Hi Folks,
I have a Ruby application that I am trying to extend by developing a
plugin architecture. I have things more or less working but there are
still a few rough edges that I want to get rid off.
I have developed a series of classes (on for each class of plugin) so to
write a new Action plugin you start with:
class Action
class Nagios < Action::Base
def initialize( host, pass, debug = false, port=5667, time_out=20 )
…
where Action::Base defines a set of defaults for “Actions”.

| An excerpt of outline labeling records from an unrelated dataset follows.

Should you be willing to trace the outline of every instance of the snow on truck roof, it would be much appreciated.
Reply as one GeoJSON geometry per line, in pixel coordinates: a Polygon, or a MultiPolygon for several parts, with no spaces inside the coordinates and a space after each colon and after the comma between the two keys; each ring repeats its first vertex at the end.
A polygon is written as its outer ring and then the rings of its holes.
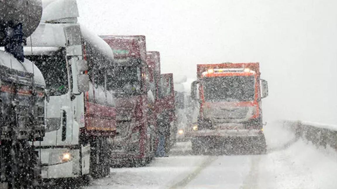
{"type": "Polygon", "coordinates": [[[110,46],[115,59],[146,59],[146,45],[144,35],[101,35],[110,46]]]}
{"type": "Polygon", "coordinates": [[[26,59],[24,62],[21,62],[11,54],[0,50],[0,65],[18,71],[33,73],[34,82],[41,86],[45,86],[44,79],[41,71],[35,64],[26,59]]]}
{"type": "MultiPolygon", "coordinates": [[[[24,36],[30,35],[37,27],[42,14],[41,0],[0,1],[0,25],[8,21],[23,24],[24,36]]],[[[0,39],[5,32],[0,29],[0,39]]]]}
{"type": "MultiPolygon", "coordinates": [[[[25,55],[50,54],[59,50],[60,47],[65,47],[66,37],[64,29],[75,24],[41,23],[31,36],[31,43],[30,38],[27,39],[27,45],[24,48],[25,55]]],[[[80,26],[82,37],[86,45],[113,60],[113,53],[109,45],[82,25],[80,25],[80,26]]]]}
{"type": "Polygon", "coordinates": [[[76,18],[79,16],[76,0],[42,0],[42,21],[76,18]]]}

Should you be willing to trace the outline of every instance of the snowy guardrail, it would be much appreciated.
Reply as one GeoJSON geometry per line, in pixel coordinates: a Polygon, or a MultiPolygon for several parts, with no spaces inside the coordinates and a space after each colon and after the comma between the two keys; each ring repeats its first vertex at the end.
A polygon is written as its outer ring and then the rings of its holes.
{"type": "Polygon", "coordinates": [[[337,125],[299,121],[284,121],[283,126],[294,132],[296,137],[311,141],[316,147],[327,145],[337,151],[337,125]]]}

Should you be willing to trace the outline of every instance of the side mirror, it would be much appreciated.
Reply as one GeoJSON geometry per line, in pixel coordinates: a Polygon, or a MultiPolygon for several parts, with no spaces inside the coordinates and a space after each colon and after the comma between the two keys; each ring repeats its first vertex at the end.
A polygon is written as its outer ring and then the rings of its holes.
{"type": "Polygon", "coordinates": [[[191,98],[193,100],[199,99],[199,82],[194,81],[191,85],[191,98]]]}
{"type": "Polygon", "coordinates": [[[88,62],[85,60],[77,61],[77,70],[79,73],[88,70],[88,62]]]}
{"type": "Polygon", "coordinates": [[[77,87],[79,92],[86,92],[89,90],[89,76],[83,73],[87,70],[88,63],[85,60],[78,60],[77,61],[77,87]]]}
{"type": "Polygon", "coordinates": [[[77,87],[80,92],[89,90],[89,76],[84,74],[78,75],[77,87]]]}
{"type": "Polygon", "coordinates": [[[261,98],[268,96],[268,82],[264,79],[261,80],[261,98]]]}

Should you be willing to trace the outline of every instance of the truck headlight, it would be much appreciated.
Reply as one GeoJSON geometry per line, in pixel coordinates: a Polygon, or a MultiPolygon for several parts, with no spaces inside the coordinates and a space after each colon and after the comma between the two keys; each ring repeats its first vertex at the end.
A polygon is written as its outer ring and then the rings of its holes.
{"type": "Polygon", "coordinates": [[[69,152],[66,152],[62,154],[62,161],[63,162],[69,161],[71,159],[71,154],[69,152]]]}
{"type": "Polygon", "coordinates": [[[184,130],[182,129],[179,129],[179,130],[178,131],[178,133],[179,135],[182,135],[183,134],[184,134],[184,130]]]}

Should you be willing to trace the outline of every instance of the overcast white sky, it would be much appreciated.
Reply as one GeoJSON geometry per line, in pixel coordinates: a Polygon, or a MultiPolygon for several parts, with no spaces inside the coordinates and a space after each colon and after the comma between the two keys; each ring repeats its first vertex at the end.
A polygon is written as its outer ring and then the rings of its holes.
{"type": "Polygon", "coordinates": [[[143,35],[161,71],[195,77],[197,64],[258,62],[267,120],[337,123],[337,1],[78,0],[97,34],[143,35]]]}

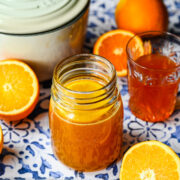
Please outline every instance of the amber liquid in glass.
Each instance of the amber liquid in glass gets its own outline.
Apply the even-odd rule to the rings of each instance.
[[[132,74],[137,71],[139,75],[128,76],[131,111],[150,122],[167,119],[174,110],[178,91],[179,80],[169,76],[177,73],[176,63],[160,54],[144,55],[136,63],[151,70],[133,67]]]
[[[91,91],[101,86],[92,80],[68,85],[73,90]],[[58,108],[50,102],[50,128],[54,153],[64,164],[80,171],[103,168],[120,154],[123,107],[119,99],[116,108],[71,110]],[[92,104],[93,106],[93,104]]]

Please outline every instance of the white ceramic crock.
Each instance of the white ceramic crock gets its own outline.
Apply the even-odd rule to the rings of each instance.
[[[21,59],[40,81],[55,65],[80,53],[89,0],[0,0],[0,59]]]

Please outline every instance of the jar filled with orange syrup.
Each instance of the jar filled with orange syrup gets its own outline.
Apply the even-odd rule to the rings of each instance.
[[[119,157],[123,104],[114,66],[78,54],[54,70],[49,108],[55,156],[79,171],[108,166]]]

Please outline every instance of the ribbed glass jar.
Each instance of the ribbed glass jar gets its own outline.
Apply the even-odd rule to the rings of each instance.
[[[52,147],[64,164],[93,171],[117,159],[123,105],[114,66],[92,54],[59,63],[53,75],[49,119]]]

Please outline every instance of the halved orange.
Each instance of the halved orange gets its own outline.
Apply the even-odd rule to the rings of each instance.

The Application parses a configuration file and to use a new action you
simply define a new entity in the ‘Action’ section:
[actions] {
Alert: nagios('nagios.auckland.ac.nz', 'xxxxxx')
…
All this works fine.
What I now want to do at parse time is to check the parameters passed to
the plugin definition, which ultimately get passed to
Action::Nagios.new. For various reasons I don’t want to actually call
‘new’ at parse time. My first attempt was to add a ‘test’ method to the
class which took the same parameters as initialize but just checked
them. Whenever I invoked Action::Nagios.test I got errors about not
being able to access private method ‘test’. I’m not quite sure what it
means but I’m guessing that class (as opposed to module) method can
only be invoked via a receiver. I this correct?
Any suggestions as to the best way to do this. One (inelegant but
simple) method would be to have a global variable which held the app
state (‘parsing’ ‘running’, etc) and then initialize could look at that
and do the right thing depending on the state.